ONG moçambicana pede investigação à ação policial nos protestos de moto-taxistas

Tete, Moçambique, 02 jul 2026 (Lusa) — A Plataforma Decide submeteu hoje uma participação à Procuradoria da cidade moçambicana de Tete, pedindo uma investigação célere e rigorosa à atuação policial durante protestos de moto-taxistas em 16 de junho, que causaram dois mortos.

“O caso ocorrido em Tete exige uma resposta da Procuradoria. O silêncio perante violações dos direitos dos cidadãos apenas alimenta a impunidade”, lê-se numa nota divulgada hoje por aquela Organização Não-Governamental (ONG) moçambicana.

Em causa está a morte de pelo menos duas pessoas e o ferimento de outra, todas baleadas, em 16 de junho, em confrontos violentos entre a Polícia da República de Moçambique (PRM) e manifestantes, na sequência de protestos de moto-taxistas em Tete, província do centro do país, pela operação de fiscalização multissetorial realizada pelas PRM e pela polícia municipal de Tete.
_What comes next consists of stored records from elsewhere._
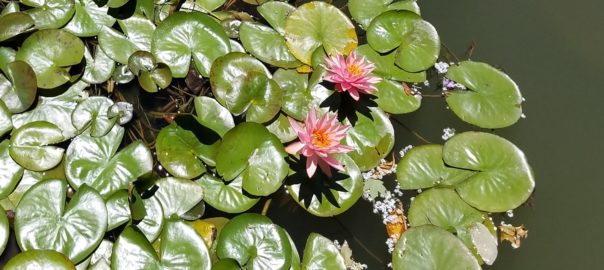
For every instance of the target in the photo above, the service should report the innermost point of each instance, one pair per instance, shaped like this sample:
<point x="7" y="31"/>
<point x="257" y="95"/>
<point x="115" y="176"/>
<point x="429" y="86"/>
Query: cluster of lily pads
<point x="69" y="182"/>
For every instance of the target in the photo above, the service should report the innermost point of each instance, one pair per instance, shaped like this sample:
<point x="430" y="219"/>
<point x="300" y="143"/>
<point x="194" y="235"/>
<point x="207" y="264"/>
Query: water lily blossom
<point x="351" y="74"/>
<point x="319" y="139"/>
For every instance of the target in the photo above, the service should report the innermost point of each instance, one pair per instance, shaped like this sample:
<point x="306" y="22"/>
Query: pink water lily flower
<point x="351" y="74"/>
<point x="319" y="139"/>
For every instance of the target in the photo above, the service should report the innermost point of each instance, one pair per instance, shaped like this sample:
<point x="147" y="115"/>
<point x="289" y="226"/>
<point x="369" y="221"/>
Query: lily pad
<point x="177" y="195"/>
<point x="50" y="14"/>
<point x="225" y="197"/>
<point x="181" y="153"/>
<point x="242" y="83"/>
<point x="349" y="191"/>
<point x="29" y="146"/>
<point x="10" y="171"/>
<point x="250" y="150"/>
<point x="39" y="259"/>
<point x="88" y="19"/>
<point x="51" y="53"/>
<point x="318" y="24"/>
<point x="138" y="33"/>
<point x="93" y="161"/>
<point x="56" y="110"/>
<point x="41" y="222"/>
<point x="492" y="99"/>
<point x="417" y="41"/>
<point x="371" y="139"/>
<point x="267" y="45"/>
<point x="183" y="36"/>
<point x="503" y="178"/>
<point x="428" y="243"/>
<point x="321" y="253"/>
<point x="181" y="248"/>
<point x="444" y="208"/>
<point x="423" y="167"/>
<point x="213" y="115"/>
<point x="18" y="92"/>
<point x="14" y="24"/>
<point x="255" y="243"/>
Na participação, endereçada ao procurador-chefe da cidade de Tete, a Plataforma Decide indica que informações preliminares recolhidas no terreno e divulgadas por órgãos de comunicação social apontam que as vítimas mortais não participavam diretamente nos protestos.
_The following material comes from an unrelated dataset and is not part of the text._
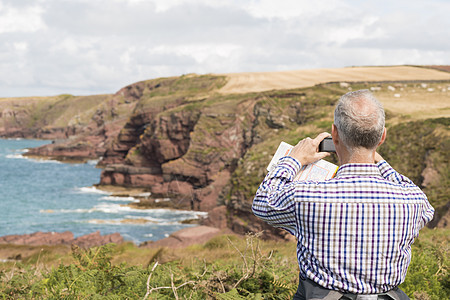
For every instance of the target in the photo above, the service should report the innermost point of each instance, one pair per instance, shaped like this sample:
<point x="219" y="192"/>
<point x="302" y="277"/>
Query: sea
<point x="51" y="196"/>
Razão pela qual manifesta “fundadas preocupações” quanto ao “eventual uso excessivo e desproporcional da força por parte da polícia por agentes da Polícia da República de Moçambique e a eventual prática de ilícitos criminais contra a vida e integridade física”.

A ONG invoca ainda disposições da Constituição da República de Moçambique e de instrumentos internacionais de direitos humanos, sublinhando que o uso da força deve obedecer aos princípios da necessidade e proporcionalidade.

“O artigo 40 da Constituição da República de Moçambique consagra o direito à vida e à integridade física e moral, estabelecendo que nenhum cidadão pode ser privado arbitrariamente destes direitos [e] o artigo 51 da Constituição da República garante aos cidadãos o direito de reunião e manifestação nos termos da lei”, explica a Decide, no documento.

Na participação, a Plataforma Decide sustenta que, face à “gravidade” dos factos, requereu ao procurador-chefe a realização de uma “investigação célere, independente, rigorosa e imparcial”, bem como a instauração do competente processo sobre os acontecimentos.

A ONG pede também a identificação dos agentes da PRM diretamente envolvidos na operação para efeitos de esclarecimentos e responsabilização, a recolha e preservação dos meios de prova relevantes, incluindo vídeos, fotografias, relatórios operacionais, comunicações de serviço, armas utilizadas e exames balísticos.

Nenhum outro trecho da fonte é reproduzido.